Lo scopo della maschera era di tener lontani i cattivi odori, all’epoca ritenuti causa scatenante delle epidemie. Benché fosse totalmente inutile, i medici erano convinti che le sostanze aromatiche contenute nel becco li avrebbero preservati dai contagi.[4] Come accessorio, inoltre, esisteva una speciale canna, che i medici utilizzavano per esaminare i pazienti senza toccarli, per tenere lontane le persone e per togliere i vestiti agli appestati.

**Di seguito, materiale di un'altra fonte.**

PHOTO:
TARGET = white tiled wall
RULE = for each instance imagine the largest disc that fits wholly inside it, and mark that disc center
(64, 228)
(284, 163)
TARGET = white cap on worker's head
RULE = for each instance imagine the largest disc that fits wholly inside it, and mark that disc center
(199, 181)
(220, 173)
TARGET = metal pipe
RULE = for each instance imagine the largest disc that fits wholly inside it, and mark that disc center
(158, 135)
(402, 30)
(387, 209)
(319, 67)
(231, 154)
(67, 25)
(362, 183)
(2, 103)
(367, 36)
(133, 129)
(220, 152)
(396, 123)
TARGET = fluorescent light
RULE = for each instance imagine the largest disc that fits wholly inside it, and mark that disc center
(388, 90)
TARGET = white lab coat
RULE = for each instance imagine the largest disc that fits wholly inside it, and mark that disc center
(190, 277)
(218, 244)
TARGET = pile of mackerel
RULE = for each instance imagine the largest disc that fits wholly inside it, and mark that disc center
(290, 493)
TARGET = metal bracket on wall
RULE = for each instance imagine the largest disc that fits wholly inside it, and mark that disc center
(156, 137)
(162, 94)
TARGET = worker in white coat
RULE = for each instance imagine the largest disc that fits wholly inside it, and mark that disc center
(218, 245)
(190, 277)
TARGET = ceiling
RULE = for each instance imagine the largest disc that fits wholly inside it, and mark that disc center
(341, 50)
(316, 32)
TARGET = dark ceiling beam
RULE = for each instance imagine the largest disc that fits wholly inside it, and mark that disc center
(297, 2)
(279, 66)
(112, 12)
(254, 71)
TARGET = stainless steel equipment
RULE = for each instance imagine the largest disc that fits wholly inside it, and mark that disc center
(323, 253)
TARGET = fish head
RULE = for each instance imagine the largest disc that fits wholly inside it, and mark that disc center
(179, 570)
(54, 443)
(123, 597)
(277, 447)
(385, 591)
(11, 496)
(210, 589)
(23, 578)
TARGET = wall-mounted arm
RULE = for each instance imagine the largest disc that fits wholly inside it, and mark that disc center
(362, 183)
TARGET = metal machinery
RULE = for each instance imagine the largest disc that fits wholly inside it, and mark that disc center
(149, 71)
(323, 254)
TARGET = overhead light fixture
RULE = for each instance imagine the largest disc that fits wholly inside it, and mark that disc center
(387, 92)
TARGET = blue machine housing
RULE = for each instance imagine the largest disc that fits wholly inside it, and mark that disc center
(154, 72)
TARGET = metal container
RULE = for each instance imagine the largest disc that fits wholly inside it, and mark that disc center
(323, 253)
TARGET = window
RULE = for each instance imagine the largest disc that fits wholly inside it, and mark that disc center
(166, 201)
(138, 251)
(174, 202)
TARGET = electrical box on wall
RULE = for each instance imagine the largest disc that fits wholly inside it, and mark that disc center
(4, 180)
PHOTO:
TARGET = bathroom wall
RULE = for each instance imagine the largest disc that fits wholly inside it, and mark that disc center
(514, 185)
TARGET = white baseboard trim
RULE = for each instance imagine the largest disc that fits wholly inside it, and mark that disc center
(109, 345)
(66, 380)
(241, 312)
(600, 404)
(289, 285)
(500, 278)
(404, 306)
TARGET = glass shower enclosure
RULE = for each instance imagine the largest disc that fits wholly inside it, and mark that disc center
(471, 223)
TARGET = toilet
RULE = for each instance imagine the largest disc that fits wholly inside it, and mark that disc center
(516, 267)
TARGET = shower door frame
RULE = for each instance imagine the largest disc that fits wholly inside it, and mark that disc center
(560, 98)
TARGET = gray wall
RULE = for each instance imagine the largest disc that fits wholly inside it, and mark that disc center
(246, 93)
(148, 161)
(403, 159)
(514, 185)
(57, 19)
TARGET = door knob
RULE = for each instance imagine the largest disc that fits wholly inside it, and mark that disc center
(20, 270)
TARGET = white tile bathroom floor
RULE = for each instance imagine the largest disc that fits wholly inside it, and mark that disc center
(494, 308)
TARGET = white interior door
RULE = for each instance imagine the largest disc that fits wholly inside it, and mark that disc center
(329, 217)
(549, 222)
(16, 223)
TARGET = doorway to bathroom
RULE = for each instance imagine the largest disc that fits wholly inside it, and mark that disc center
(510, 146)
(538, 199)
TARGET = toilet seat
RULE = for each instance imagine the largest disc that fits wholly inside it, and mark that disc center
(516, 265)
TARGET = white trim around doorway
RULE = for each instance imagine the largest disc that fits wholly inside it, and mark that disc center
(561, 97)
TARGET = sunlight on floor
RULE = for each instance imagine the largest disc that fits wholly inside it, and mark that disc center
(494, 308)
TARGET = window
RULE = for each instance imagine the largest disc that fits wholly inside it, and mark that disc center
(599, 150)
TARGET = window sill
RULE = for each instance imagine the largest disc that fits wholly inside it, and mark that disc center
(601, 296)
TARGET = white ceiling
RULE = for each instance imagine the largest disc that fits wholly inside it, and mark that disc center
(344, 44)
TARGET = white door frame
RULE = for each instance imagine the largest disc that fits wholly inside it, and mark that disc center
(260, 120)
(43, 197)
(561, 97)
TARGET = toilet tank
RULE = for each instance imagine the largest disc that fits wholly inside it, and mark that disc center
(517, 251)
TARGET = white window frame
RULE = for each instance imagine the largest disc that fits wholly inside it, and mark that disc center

Una poesia del XVII secolo descrive l’abito del medico della peste:
(IT)
« Come si vede nell’immagine,
a Roma i medici appaiono
quando sono chiamati dai loro pazienti
nei luoghi colpiti dalla peste.
I loro cappelli e mantelli, di foggia nuova,
sono in tela cerata nera.
Le loro maschere hanno lenti di vetro
i becchi contengono antidoti.
L’aria malsana non può far loro alcun male,
né li mette in allarme.
La canna in mano mostra, ovunque vadano,
la nobiltà del loro mestiere. »
Secondo il Trattato della Peste del medico ginevrino Jean-Jacques Manget, del 1721, l’abito venne indossato dai medici di Nimega durante la peste del 1636-1637. Inoltre, venne indossato durante le epidemie del 1630-1631 a Venezia e durante la peste del 1656, che uccise 145.000 persone a Roma e 300.000 a Napoli. La popolazione, tuttavia, non amava tale abbigliamento, accostandolo all’idea della morte. L’uso dell’abito del medico della peste cadde in disuso nel corso del XVIII secolo.
Folklore
L’abito è tradizionalmente associato al personaggio della commedia dell’arte noto come medico della peste e all’omonima maschera carnevalesca veneziana.